Morecambe Bay consultant was fairly dismissed, tribunal rules

The eye doctor, named on employment tribunal papers as Mr A Hassan, said he developed chronic anxiety due to a ‘stressful’ and ‘unsafe’ work environment at the trust that runs south Cumbria’s hospitals.

The tribunal heard Mr Hassan had raised concerns to superiors about staffing levels, saying an arrangement for one consultant to be on call overnight for hospitals in Barrow and Lancaster was unsafe.

He and three other consultants emailed bosses about the set-up saying ‘this practice without doubt, has been unsafe’.

Mr Hassan continued to raise concerns to his bosses.

The tribunal heard the consultant later took time off due to mental health issues he said were a result of work and did not want to return to work the on call shifts.

In response to his concerns, the hospital conducted internal and external reviews, which found the policy was safe. 

Mr Hassan refused to engage in return to work interviews, the tribunal heard, and was later sacked after bosses told him there had been a ‘fundamental breach of this bond of trust and confidence’.

Ruling Mr Hassan’s was fairly dismissed, Employment Judge Phil Allen said: “In circumstances where the claimant has not been found to have been unfairly dismissed, it was not possible to decide whether the claimant contributed to his dismissal.

“Nonetheless, as the claimant was dismissed for refusing to undertake part of his contractual duties and refusing to engage with his line manager, we inevitably would have found that the claimant contributed to his own dismissal (at least to a significant extent) had we needed to do so.”
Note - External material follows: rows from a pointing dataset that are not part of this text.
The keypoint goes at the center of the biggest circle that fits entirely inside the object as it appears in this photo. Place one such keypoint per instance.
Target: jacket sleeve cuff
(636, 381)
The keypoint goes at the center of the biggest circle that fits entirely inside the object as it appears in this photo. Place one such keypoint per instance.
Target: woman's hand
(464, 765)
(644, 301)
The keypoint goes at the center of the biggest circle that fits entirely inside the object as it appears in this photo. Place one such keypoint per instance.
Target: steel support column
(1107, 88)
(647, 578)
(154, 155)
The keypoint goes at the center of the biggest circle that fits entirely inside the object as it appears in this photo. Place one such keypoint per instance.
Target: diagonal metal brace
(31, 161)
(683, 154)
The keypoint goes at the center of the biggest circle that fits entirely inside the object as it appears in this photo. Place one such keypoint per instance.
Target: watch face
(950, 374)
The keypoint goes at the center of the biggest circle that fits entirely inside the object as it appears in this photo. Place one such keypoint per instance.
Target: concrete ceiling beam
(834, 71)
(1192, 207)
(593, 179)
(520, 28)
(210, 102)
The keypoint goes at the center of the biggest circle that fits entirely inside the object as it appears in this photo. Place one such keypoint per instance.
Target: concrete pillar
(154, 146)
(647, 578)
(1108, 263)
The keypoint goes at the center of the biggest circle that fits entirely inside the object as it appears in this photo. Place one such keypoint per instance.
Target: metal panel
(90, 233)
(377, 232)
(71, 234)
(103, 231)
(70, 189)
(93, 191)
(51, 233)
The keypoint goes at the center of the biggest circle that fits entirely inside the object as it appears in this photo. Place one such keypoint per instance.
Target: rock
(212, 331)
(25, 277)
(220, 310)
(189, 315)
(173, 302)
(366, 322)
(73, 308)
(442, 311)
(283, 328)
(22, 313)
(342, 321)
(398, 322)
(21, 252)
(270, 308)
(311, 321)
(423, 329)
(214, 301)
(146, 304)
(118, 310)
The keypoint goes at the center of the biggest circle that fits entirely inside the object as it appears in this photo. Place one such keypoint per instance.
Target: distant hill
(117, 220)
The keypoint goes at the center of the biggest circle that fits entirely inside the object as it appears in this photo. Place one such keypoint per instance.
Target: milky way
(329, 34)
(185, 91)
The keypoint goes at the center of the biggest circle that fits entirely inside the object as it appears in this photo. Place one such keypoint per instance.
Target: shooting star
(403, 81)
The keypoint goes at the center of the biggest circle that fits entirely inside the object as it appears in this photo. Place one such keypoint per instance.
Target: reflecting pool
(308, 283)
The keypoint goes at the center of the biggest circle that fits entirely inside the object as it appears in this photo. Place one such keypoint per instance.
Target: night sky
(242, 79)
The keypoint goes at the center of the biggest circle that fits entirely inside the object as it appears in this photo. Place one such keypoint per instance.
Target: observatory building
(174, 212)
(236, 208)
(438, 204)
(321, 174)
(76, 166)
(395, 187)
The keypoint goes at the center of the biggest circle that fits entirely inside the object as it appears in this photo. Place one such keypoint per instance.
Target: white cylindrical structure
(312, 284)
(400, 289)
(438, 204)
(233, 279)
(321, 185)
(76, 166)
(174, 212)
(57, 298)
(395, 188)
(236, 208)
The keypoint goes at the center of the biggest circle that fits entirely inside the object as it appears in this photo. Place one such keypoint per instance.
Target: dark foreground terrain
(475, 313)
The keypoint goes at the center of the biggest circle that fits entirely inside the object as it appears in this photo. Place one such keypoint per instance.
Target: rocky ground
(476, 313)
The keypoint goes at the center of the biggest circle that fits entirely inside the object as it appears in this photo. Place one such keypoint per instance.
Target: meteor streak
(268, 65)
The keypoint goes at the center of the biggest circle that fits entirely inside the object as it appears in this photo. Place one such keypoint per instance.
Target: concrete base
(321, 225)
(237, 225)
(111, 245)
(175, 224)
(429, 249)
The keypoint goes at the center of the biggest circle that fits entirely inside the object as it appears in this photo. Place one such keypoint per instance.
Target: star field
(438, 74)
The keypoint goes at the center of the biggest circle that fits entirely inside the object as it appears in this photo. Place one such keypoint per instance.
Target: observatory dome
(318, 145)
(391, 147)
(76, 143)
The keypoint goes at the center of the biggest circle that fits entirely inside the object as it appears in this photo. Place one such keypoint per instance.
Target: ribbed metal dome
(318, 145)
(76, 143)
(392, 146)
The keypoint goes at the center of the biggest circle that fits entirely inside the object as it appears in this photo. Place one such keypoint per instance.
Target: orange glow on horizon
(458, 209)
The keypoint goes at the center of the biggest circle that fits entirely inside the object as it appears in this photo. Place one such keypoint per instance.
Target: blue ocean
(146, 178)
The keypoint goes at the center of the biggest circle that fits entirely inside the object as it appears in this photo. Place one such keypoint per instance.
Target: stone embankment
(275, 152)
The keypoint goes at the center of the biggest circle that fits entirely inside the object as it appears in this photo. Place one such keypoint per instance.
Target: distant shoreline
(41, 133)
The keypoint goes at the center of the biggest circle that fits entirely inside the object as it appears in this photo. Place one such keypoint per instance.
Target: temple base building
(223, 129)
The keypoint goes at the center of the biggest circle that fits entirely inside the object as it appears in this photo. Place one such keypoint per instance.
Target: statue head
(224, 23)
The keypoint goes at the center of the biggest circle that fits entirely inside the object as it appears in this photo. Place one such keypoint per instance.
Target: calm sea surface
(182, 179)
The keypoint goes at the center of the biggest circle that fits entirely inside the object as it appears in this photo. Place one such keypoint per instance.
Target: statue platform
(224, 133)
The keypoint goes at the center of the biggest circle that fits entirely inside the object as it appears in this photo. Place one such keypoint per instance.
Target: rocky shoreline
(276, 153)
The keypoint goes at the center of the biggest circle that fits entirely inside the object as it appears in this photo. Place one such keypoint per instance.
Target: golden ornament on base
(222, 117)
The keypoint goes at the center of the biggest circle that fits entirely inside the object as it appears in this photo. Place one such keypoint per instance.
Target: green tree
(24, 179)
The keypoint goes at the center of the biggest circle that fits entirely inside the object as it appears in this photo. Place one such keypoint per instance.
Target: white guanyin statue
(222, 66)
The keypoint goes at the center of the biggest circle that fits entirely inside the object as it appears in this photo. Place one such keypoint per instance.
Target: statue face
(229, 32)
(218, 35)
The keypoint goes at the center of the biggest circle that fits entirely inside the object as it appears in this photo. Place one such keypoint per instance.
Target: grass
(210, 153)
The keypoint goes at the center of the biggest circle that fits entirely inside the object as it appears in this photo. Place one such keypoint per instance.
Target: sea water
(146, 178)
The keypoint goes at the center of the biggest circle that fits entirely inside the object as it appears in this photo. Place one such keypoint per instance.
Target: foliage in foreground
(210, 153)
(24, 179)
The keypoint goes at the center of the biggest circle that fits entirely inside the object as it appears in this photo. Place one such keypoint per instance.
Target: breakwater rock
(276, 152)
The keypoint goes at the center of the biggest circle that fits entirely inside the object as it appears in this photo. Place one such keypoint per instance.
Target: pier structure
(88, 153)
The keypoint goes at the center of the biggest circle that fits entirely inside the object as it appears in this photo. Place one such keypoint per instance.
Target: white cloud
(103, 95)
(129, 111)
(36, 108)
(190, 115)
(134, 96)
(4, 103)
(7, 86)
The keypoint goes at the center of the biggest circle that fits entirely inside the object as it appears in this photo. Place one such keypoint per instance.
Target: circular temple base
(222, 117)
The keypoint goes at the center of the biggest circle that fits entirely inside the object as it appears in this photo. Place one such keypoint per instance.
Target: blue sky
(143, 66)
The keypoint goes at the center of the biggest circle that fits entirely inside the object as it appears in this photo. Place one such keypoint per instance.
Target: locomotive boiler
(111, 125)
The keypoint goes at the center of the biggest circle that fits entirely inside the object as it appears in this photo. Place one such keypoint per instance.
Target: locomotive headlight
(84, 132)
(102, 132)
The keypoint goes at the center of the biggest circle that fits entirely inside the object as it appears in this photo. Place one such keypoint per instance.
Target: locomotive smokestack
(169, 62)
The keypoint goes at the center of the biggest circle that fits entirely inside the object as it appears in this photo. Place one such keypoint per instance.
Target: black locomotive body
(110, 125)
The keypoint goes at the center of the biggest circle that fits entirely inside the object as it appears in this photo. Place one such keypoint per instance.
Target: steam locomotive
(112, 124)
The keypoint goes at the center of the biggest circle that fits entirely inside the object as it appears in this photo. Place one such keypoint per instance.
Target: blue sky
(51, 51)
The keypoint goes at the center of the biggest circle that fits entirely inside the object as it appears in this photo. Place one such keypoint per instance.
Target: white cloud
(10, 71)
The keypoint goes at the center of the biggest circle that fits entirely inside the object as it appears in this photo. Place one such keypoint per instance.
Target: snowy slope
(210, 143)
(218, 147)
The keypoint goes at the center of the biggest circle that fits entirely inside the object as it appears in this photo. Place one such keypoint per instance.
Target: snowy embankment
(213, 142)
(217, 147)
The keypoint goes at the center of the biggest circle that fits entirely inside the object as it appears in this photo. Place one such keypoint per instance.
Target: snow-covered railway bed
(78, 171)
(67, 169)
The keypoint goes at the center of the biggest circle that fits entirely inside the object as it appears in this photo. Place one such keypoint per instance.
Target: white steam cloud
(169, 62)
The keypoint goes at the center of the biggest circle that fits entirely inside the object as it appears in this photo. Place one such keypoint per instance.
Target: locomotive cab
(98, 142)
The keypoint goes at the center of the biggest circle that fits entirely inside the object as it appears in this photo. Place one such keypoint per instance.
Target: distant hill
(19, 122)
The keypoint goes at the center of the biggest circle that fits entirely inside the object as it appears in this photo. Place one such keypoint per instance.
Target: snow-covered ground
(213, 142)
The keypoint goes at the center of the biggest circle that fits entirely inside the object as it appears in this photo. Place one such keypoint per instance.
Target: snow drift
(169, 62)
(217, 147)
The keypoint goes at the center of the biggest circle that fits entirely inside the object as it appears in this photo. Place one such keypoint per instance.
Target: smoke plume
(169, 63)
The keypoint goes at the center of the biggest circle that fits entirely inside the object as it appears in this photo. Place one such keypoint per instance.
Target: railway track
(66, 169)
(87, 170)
He added: “The Tribunal would add that, in practice, it viewed the circumstances of this case as being very sad.

“The NHS lost the services of an experienced ophthalmological consultant for a period of six months during his ill health absence, when in practice he was fit enough to undertake most of his duties, if not all of them.

“It also lost the services of the claimant for the period between his dismissal by the respondent and him obtaining new employment.

“That was unfortunate. The public, and in particular the patients who the claimant would have been able to treat, will have lost out as a result.”